The ranch has been host to many Republican dignitaries, including the first and second President Bush. The Rockefellers (Tobin Armstrong’s father was an executive of the Standard Oil Co.) and Prince Charles have also been guests. Speaking in 2002 of his outings with Cheney, Tobin Armstrong remarked, “We go out when the dew is still on the grass, and then hunt until we shoot our limit. Then we pick a fine spot and have a wild game picnic lunch.” Armstrong, an elite fundraiser for Bush, died in October 2005; Cheney spoke at his funeral.
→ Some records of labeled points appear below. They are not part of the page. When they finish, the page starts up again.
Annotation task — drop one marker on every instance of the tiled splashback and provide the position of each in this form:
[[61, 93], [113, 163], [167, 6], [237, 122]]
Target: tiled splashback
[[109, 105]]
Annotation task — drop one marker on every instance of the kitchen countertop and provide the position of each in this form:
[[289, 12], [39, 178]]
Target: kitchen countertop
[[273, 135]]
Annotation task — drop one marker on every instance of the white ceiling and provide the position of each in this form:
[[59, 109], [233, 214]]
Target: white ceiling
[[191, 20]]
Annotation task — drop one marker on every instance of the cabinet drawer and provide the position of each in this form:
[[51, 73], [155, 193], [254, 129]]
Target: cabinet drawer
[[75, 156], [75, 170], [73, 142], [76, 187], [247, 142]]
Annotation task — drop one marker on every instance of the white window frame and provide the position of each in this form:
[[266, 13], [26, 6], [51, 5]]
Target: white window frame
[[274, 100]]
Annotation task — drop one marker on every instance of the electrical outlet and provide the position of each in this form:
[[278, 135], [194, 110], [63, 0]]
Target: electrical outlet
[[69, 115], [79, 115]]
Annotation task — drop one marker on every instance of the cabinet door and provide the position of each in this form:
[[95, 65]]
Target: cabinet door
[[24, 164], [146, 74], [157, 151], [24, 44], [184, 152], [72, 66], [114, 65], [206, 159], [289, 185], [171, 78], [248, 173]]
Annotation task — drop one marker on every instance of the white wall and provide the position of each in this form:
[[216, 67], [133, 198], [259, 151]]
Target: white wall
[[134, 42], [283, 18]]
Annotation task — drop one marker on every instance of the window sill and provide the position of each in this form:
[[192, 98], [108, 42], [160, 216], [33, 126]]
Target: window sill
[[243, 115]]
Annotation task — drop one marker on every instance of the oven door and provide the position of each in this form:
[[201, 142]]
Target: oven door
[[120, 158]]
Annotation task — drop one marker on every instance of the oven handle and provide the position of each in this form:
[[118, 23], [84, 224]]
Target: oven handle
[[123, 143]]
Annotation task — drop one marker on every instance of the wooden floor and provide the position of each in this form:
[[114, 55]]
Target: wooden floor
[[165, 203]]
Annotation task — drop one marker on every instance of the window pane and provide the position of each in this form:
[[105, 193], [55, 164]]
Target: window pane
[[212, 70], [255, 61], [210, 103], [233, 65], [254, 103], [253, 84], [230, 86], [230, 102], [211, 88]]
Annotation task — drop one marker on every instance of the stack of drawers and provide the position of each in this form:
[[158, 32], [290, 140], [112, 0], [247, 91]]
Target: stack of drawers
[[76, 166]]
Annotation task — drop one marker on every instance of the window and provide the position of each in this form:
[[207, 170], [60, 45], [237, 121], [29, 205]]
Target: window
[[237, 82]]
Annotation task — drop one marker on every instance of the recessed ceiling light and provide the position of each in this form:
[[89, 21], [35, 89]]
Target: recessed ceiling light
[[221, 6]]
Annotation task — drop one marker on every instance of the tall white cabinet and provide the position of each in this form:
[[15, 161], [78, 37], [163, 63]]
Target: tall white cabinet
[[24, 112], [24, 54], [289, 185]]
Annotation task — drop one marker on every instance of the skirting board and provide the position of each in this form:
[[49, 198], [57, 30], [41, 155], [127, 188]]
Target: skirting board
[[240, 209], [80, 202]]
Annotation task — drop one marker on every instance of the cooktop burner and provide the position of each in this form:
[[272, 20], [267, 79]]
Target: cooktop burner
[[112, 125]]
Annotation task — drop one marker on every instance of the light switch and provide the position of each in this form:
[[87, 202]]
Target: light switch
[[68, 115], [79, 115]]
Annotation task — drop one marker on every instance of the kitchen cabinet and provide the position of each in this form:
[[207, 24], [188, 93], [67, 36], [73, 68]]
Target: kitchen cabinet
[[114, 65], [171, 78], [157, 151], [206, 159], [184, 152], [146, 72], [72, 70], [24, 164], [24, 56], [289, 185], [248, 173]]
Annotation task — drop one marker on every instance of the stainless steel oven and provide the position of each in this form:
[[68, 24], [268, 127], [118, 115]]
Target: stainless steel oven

His widow, Anne Armstrong, has been even more intimately involved in Republican politics for decades. She served as vice chairman of the Texas Republican Party in the 1960s and co-chairman of the Republican National Committee in the early 1970s. The first woman to hold the cabinet-level post of counselor to the president, she served in that position under Richard Nixon and Gerald Ford. The latter appointed her as US ambassador to Britain. Anne Armstrong approved covert actions on the Foreign Intelligence Advisory Board under Ronald Reagan. A member of various boards of directors, she sat on Halliburton’s board at the time the oil services corporation hired Cheney as chief executive in 1995.
Cheney is an avid hunter. He frequently shoots ducks in Arkansas, Texas and South Dakota; he also hunts in Georgia and South Dakota. In January 2004, Cheney and Supreme Court Justice Antonin Scalia boarded a private Gulfstream V jet, landing in Morgan City, Louisiana, where they were guests of oilman Wallace Carline. The following day, they shot ducks at Carline’s private hunting preserve. At the time, the Supreme Court was hearing the case involving Cheney’s secret energy task force.
Scalia later arrogantly brushed off demands that he recuse himself, claiming that the case “did not involve a lawsuit against Dick Cheney as a private individual.” He added: “This was a government issue. It’s acceptable practice to socialize with executive branch officials when there are not personal claims against them. That’s all I’m going to say for now. Quack, quack.”
Cheney seems quite obsessed with shooting birds and other creatures. In December 2003 he shot ducks and some 70 pen-raised pheasants at the exclusive Rolling Rock Club in southwestern Pennsylvania. Time magazine’s web site notes that “there’s nothing wrong, legally at least, with blasting away at stocked birds. But depending on how and when they are released, it should not be confused with actual hunting, since disoriented birds placed in the field or released in front of the shooters are often neither as wary or elusive as wild quarry.”
Now the vice president has shot a 78-year-old man. Of course, these things happen, though not as frequently as one might suspect. As the Houston Chronicle noted, in a state with over one million hunters, Texas registered only 19 hunting accidents involving firearms in all of 2004.
What distinguishes this apparent mishap from the others, however, is that the man who pulled the trigger is the foremost champion of the doctrine that the government of the United States can arrest and jail people without charges and without informing anyone—torture those branded as “enemy combatants” in clandestine overseas prisons and covertly spy upon American citizens.
It is in this context that the incident—and its concealment from the public for nearly 24 hours—represents far more than grist for the mill of late-night television talk show hosts. Hanging over it is the disconcerting knowledge that the hunter is in this case the leading figure in a government that has arrogated to itself the “right” to imprison, torture, shoot and kill with no questions asked.